「いつまでに登記すればいいの?」——これは相続登記でいちばん多い質問です。答えはケースによって2パターンあります。法務省の公式情報をもとに、わかりやすく整理します。
大原則:「知った日から3年以内」
不動産を相続した人は、
自己のために相続の開始があったことを知り、かつ、その不動産の所有権を取得したことを知った日から3年以内
に相続登記を申請する義務があります(不動産登記法76条の2)。
ポイントは**「亡くなった日」ではない**こと。たとえば疎遠だった親戚の不動産を後から相続したと知ったときは、その「知った日」がスタート地点になります。
パターン①:2024年4月1日以降に発生した相続
施行日(令和6年4月1日)以降に相続が開始したケースでは、シンプルに**「知った日から3年以内」**が期限です。
例:
- 2025年7月1日に父が亡くなり、同日に子が相続したと知った
- → 2028年6月末ごろまでに申請(正確な満了日は民法の期間計算によります。ぎりぎりを狙わず早めの申請を)
パターン②:2024年4月より前に発生した相続(経過措置)
「うちは10年前に父が亡くなったから関係ない」——これは間違いです。法務省は施行日前の相続にも義務化を適用しています。
経過措置は次のルールです。
施行日前に相続した不動産は、令和9年(2027年)3月31日まで、または知った日から3年以内のいずれか遅い日までに登記する必要がある。
例:
- 1990年に祖父が亡くなり、ずっと未登記
- → 2027年3月31日までに申請が必要
- 2025年5月に「実は祖父名義の土地があった」と知った
- → 2028年5月まで(知った日から3年以内のほうが遅い)
期限に間に合わないときの2つの選択肢
① 相続人申告登記
遺産分割協議がまとまらない場合の救済策です。「自分は相続人の一人です」と法務局に申し出るだけで、登録免許税ゼロ・単独申請可で義務を果たしたとみなされます。専用ソフト不要で、Webブラウザからオンラインで申し出ることもできます(かんたん登記・供託申請)。

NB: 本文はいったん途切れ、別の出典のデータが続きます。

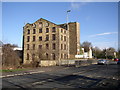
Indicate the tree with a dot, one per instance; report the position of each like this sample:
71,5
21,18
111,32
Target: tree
9,56
96,52
86,45
110,53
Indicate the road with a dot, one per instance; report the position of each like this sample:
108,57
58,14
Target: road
92,76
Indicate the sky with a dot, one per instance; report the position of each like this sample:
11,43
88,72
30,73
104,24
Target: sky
98,20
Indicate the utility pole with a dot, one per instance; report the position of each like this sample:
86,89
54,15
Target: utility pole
68,33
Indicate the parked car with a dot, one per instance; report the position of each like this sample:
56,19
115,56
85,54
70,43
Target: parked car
102,61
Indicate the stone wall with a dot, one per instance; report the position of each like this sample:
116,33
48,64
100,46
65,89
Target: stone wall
47,63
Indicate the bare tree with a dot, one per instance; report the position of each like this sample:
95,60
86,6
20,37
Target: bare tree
9,56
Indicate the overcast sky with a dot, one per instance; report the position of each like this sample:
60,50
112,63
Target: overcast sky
98,20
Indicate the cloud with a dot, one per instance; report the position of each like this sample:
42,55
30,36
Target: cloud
77,5
103,45
101,34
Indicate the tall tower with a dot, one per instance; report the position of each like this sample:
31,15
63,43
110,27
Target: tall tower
74,39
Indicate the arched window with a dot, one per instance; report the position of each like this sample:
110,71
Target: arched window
53,56
27,56
33,57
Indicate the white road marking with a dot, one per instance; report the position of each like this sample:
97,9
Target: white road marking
38,82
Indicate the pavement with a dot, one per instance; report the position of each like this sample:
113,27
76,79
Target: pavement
55,77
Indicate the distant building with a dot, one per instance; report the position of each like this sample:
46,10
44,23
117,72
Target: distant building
44,40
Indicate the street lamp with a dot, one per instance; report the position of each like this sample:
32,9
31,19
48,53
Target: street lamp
68,31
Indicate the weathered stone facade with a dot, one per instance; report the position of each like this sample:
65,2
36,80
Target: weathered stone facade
44,40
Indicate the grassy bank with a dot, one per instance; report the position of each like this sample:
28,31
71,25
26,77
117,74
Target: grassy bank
12,70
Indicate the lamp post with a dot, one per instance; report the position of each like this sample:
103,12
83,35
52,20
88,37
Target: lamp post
68,32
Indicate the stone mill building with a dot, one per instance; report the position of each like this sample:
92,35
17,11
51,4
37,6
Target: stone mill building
47,41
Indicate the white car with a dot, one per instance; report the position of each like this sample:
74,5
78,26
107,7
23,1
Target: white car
102,61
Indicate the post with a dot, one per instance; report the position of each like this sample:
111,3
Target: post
68,32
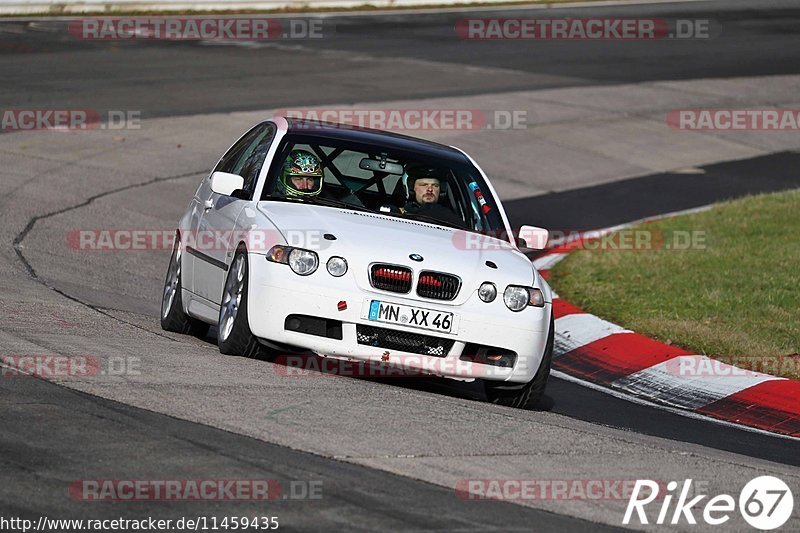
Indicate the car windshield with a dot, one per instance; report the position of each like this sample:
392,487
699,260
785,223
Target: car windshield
368,177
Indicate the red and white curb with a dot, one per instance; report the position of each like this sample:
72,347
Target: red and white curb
595,350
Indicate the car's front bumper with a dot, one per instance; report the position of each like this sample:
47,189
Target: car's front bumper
275,292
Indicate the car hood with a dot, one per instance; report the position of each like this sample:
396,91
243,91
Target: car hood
363,238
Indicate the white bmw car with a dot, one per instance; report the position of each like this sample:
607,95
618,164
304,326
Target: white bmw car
365,246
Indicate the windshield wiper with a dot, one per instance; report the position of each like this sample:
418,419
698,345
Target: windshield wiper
433,220
316,200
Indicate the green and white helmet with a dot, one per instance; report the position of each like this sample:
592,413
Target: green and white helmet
301,174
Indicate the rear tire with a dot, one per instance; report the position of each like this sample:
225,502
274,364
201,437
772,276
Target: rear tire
526,395
173,318
233,332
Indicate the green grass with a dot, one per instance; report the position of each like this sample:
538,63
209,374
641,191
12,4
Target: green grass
738,295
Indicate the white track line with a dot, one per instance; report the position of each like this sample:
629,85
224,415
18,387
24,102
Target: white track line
674,410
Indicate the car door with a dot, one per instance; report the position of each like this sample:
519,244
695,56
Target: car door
217,229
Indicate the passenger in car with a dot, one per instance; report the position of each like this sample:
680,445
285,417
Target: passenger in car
424,192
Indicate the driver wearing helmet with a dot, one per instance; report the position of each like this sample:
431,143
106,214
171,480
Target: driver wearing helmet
301,174
424,188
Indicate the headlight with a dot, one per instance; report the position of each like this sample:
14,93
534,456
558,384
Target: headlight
279,254
537,298
303,262
337,266
516,298
487,292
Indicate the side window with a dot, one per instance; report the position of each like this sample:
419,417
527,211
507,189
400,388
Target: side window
229,160
252,159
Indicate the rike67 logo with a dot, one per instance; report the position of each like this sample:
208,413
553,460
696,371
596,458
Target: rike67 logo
765,503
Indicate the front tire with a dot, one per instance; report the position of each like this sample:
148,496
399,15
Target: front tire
526,395
233,333
173,318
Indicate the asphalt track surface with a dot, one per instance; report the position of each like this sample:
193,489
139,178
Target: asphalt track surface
391,57
49,434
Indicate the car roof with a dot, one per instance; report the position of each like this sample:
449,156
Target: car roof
391,140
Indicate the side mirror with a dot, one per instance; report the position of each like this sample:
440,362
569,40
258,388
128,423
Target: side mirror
225,183
533,237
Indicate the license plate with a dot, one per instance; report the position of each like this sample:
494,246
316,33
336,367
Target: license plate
407,315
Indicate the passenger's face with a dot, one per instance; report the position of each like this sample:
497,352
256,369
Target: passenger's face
426,190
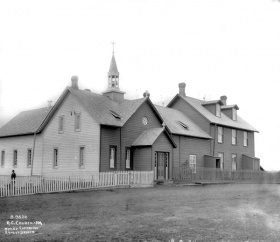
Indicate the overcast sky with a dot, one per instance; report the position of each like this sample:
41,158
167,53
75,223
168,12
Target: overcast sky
216,47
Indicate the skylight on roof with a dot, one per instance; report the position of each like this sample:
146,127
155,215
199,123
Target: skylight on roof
117,116
183,125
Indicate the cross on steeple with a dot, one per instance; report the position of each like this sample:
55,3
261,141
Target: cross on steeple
113,43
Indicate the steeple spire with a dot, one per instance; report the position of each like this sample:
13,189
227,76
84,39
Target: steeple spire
113,90
113,73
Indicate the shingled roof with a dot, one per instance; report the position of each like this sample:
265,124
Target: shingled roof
27,122
100,107
223,120
173,118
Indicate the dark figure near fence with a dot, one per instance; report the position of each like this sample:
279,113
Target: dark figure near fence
13,175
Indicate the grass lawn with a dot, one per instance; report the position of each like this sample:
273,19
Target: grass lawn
231,212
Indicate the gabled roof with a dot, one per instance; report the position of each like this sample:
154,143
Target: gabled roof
230,106
223,120
101,108
173,117
27,122
148,137
212,102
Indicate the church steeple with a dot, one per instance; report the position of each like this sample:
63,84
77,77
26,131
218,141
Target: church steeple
113,90
113,74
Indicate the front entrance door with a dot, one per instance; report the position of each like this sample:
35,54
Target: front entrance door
161,165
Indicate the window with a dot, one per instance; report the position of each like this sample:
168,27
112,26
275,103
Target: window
245,138
234,114
192,163
82,156
112,155
117,116
233,162
29,157
233,136
221,155
15,158
61,124
218,110
127,158
220,134
2,157
184,125
55,157
78,122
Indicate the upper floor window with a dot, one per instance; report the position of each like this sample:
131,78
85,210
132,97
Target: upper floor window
233,136
218,110
245,138
220,134
78,122
61,124
82,156
2,157
15,158
233,162
112,155
234,114
192,163
55,157
127,158
221,155
29,157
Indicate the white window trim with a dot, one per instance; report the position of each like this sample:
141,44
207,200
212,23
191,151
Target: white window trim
78,129
55,158
233,161
192,163
220,134
29,165
245,139
127,158
218,110
221,155
3,158
234,137
82,161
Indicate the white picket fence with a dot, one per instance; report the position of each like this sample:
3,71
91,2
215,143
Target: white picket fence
39,184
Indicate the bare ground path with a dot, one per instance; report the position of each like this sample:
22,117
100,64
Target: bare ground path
231,212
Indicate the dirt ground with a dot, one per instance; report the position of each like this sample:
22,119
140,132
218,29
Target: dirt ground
228,212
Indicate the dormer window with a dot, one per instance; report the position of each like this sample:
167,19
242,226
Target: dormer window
183,125
218,110
117,116
234,114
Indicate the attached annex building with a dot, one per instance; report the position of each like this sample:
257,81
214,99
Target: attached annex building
87,133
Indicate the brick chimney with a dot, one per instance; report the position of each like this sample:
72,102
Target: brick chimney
74,80
182,87
224,100
146,94
49,104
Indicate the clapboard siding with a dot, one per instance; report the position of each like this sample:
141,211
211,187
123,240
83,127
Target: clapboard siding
142,159
21,144
162,144
189,111
228,149
69,142
134,127
109,136
187,146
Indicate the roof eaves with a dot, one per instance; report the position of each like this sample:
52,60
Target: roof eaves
194,136
70,90
53,110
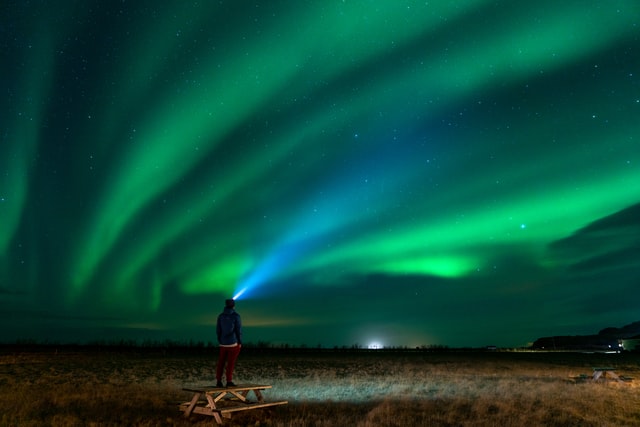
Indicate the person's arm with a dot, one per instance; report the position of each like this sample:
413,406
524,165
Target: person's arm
239,330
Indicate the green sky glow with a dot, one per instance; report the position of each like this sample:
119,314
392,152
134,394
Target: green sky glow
374,156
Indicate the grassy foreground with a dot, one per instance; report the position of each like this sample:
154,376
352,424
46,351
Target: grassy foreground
328,389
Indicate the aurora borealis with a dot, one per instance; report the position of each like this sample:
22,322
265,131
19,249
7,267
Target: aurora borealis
409,173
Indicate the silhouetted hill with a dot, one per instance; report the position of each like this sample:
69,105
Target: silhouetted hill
607,339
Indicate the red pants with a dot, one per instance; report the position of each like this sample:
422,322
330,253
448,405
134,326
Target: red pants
228,355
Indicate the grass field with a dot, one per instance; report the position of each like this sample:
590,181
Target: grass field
377,388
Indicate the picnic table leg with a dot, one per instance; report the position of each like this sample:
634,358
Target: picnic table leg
192,404
212,405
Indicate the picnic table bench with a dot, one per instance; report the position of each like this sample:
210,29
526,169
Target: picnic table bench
221,402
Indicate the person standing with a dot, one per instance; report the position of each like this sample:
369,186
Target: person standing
229,331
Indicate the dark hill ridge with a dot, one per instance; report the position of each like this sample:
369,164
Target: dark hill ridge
606,339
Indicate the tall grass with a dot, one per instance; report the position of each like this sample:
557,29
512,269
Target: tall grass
333,389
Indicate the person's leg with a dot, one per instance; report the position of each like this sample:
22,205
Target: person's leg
221,359
231,361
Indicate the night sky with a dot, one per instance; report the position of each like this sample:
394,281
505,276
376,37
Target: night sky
397,173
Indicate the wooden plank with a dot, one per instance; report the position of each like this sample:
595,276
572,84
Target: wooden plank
192,404
249,406
213,389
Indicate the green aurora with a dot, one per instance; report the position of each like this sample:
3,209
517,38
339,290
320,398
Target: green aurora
409,173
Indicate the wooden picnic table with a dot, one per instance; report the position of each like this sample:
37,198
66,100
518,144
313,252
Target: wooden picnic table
221,402
605,372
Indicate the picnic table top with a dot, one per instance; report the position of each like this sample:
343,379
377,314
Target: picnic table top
239,387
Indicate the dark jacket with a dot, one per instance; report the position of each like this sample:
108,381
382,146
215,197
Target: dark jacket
229,327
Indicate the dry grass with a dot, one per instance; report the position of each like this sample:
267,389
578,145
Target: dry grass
350,389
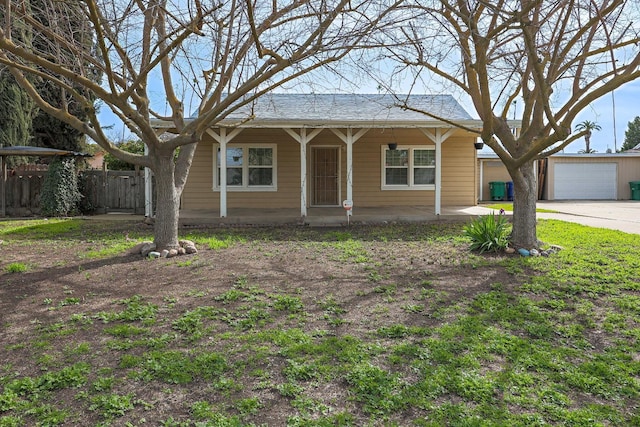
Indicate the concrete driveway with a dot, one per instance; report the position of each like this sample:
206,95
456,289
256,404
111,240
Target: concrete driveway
623,215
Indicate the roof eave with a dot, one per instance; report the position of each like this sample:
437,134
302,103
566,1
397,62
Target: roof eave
372,124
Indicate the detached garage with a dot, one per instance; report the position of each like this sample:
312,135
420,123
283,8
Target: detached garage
585,181
571,176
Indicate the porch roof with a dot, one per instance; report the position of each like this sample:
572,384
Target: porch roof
280,110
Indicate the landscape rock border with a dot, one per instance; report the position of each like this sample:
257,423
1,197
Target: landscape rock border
148,249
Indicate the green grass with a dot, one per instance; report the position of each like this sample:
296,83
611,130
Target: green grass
521,342
509,207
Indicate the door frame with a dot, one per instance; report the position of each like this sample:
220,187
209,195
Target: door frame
312,174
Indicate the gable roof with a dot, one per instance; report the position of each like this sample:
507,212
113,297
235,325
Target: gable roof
352,108
345,110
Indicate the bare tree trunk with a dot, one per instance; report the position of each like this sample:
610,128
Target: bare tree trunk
524,207
168,205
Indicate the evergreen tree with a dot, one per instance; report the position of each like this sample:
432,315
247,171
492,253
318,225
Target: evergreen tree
16,107
631,135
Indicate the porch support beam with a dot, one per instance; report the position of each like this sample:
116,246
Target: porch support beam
303,139
349,139
438,138
223,138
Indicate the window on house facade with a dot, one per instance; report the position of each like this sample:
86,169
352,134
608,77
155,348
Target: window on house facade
249,168
409,168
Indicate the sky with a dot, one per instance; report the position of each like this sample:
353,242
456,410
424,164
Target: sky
627,107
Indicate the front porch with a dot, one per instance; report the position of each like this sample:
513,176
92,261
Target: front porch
333,216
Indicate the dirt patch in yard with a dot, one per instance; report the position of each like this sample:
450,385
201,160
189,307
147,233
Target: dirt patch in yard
115,317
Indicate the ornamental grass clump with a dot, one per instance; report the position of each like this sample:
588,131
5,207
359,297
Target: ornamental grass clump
488,233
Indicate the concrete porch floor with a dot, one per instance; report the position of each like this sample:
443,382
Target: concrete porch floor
332,216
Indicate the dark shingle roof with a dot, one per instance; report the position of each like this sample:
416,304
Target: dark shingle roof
350,108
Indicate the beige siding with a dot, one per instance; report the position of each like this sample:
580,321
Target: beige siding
459,168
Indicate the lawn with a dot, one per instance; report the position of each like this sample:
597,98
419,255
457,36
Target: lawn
394,325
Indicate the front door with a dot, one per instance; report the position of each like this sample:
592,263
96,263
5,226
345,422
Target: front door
325,173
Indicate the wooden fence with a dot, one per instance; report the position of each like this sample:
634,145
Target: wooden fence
103,191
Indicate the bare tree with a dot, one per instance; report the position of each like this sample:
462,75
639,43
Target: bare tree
223,53
551,57
587,127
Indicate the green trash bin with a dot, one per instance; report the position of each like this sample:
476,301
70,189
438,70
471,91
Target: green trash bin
635,190
497,190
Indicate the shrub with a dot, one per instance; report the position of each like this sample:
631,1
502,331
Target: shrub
60,194
488,233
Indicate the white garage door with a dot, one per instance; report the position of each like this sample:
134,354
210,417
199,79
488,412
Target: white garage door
585,181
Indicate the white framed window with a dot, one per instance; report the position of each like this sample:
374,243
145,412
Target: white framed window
409,168
249,167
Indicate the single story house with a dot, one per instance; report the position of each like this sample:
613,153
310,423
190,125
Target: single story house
570,176
305,151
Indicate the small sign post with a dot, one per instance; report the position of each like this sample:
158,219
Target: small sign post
348,205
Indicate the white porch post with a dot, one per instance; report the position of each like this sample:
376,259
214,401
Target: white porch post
303,172
223,172
349,139
148,189
223,138
303,139
438,194
438,138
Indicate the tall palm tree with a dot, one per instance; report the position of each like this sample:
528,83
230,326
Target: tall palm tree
588,127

ただし、これは「自分が相続人だと申し出る」だけの登記なので、売却や担保設定はできません。最終的にはきちんと相続登記が必要です。
② 「正当な理由」の主張
法務省は以下のようなケースを「正当な理由」と想定しています。
- 相続人が極めて多数で戸籍収集に時間を要する
- 遺言の有効性や相続人の範囲が争われている
- 申請義務者が重病その他これに準ずる事情を抱えている
- DV被害等で避難を余儀なくされている
- 経済的に困窮していて登記費用を負担する能力がない
ただし、単に「忙しい」というだけでは正当な理由になりません。一方で、経済的に困窮していて登記費用を負担する能力がない場合は、法務省が「正当な理由」に当たるケースとして挙げています。
まずやるべき3ステップ
- 手元の権利証・固定資産税通知書を集める——亡くなった方の不動産を特定
- 法定相続情報一覧図を法務局で取得(無料)——戸籍束の代わりに使える
- 3年以内に登記 or 相続人申告登記——間に合わなければ申告登記で時間を稼ぐ
まとめ
- 期限は原則「知った日から3年以内」
- 過去の相続は2027年3月31日が一つの大きな締切
- 間に合わないなら相続人申告登記でひとまず義務を履行
ここを押さえれば、過料リスクの大半は回避できます。